You are certainly allowed to transfer ownership of your house to your children and provided it is your main residence there won’t be any Capital Gains Tax to pay. However, if you continue to live there it will be treated as a “Gift with reservation” and therefore would go straight back into your estate for inheritance tax (IHT) purposes irrespective of how long you live UNLESS you pay a market value rent. This of course will mean that your children will have to pay income tax on the rent received, and if the house was subsequently sold, capital gains tax on the proceeds.
Can I sell the house and then move into a “granny flat” with the children?
Sorry, unless you pay them market rent, it could be treated as a pre-owned asset with income tax implications.
Can I give my annual allowance of £3,000 to each of my children?
No.

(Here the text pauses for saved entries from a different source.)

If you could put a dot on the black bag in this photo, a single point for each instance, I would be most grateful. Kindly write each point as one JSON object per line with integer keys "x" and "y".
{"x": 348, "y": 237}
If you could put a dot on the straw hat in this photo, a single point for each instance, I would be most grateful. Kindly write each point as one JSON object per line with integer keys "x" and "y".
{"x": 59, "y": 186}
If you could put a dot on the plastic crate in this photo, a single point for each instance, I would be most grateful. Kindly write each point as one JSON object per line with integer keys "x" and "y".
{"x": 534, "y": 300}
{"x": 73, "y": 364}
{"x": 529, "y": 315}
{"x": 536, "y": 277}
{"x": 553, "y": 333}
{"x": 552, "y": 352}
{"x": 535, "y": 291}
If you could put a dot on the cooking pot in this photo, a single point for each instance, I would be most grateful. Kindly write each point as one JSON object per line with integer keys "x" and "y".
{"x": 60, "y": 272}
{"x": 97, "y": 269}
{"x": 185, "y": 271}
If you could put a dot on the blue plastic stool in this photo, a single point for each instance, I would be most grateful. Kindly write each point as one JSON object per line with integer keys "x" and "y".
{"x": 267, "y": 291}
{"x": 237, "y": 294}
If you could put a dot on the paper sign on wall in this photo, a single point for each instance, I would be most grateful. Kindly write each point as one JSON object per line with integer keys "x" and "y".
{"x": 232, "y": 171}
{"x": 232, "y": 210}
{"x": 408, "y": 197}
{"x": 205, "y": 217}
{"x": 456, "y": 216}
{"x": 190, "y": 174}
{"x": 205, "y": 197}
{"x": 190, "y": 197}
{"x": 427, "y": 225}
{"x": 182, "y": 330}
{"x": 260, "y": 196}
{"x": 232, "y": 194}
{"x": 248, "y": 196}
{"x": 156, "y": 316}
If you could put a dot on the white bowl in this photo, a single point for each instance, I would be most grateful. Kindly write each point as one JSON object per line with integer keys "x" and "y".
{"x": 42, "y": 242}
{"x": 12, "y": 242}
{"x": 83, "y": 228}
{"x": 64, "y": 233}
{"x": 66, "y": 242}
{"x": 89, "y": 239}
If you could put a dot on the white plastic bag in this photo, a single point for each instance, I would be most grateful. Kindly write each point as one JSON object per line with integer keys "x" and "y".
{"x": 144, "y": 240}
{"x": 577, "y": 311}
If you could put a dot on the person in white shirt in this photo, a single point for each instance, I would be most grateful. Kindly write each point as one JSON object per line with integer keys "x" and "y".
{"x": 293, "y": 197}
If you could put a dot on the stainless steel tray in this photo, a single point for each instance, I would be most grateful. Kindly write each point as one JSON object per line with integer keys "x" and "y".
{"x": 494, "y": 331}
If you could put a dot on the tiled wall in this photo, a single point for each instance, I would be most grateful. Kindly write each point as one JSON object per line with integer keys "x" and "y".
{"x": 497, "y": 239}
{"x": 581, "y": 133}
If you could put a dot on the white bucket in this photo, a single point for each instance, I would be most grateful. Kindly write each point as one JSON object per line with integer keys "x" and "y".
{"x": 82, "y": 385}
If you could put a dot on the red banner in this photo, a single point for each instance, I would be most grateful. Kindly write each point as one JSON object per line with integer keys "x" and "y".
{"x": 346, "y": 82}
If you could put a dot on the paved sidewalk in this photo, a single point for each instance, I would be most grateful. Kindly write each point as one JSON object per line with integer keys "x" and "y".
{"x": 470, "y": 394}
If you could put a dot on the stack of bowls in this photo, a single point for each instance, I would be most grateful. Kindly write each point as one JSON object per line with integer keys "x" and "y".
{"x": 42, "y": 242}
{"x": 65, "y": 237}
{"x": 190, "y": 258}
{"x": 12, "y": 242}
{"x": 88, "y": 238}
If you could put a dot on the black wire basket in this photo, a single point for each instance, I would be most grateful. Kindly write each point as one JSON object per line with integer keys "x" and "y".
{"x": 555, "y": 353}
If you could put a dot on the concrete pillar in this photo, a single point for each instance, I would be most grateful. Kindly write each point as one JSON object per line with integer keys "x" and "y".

The £3,000 limit is per donor not per person donated to, but you can go back one year if you didn’t use last year’s allowance.
If I make a gift and live for more than 3 years, will there be less tax to pay?
Not necessarily. This is a common misunderstanding. Many people get confused with what is called “taper relief”, which is on a sliding scale according to when you die. If you live for more than 3 years but less than 7, then you will only get tax relief if the amount of the gift is greater than the nil rate band, in the year the person dies. At the moment that would mean if a gift that goes back into the estate, takes the estate above the £325,000 nil rate band, then any amount over this amount, will be taxed. For most people taper relief is never relevant.
Does my spouse get everything if I die?
Not necessarily unless you make a Will. Under the laws of intestacy, a spouse is entitled to your “chattels” (personal property items), a statutory legacy of up to £250,000 (or £450,000 if there are no children*), and a “life interest” in half of any residual estate.
*Where there are grandchildren, surviving parents, brothers or sisters (or their children), different rules apply.
Can my children act as executors?
Yes they can so long as they are over 18. They can also act as trustees should you wish. Where trustees have discretion, you may wish to appoint “third party” trustees. Executors can also be beneficiaries under the Will, so in many cases it is convenient for family members to be appointed and sensible to give them the power to employ professional help if they need to.
How can I transfer a nil rate band?
This is done by the executor or administrator on the second death. They will need to first work out the amount of unused nil rate band is. If everything was left to the spouse or civil partner then it will be 100%, but there may have been specific legacies to other people (such as children or other relations) made and these will have to be calculated as a percentage of the nil rate band applicable at the time of the first death and then deducted to find the unused amount that can be carried over to the spouse.
You will then need to get a copy of the original Will, any deed of variation and the grant of probate.
You then need to submit them along with the relevant forms (IHT402 and IHT400) within two years of the second death, although remember that any tax must be paid within 6 months!
Tax Planning is not regulated by the Financial Services Authority.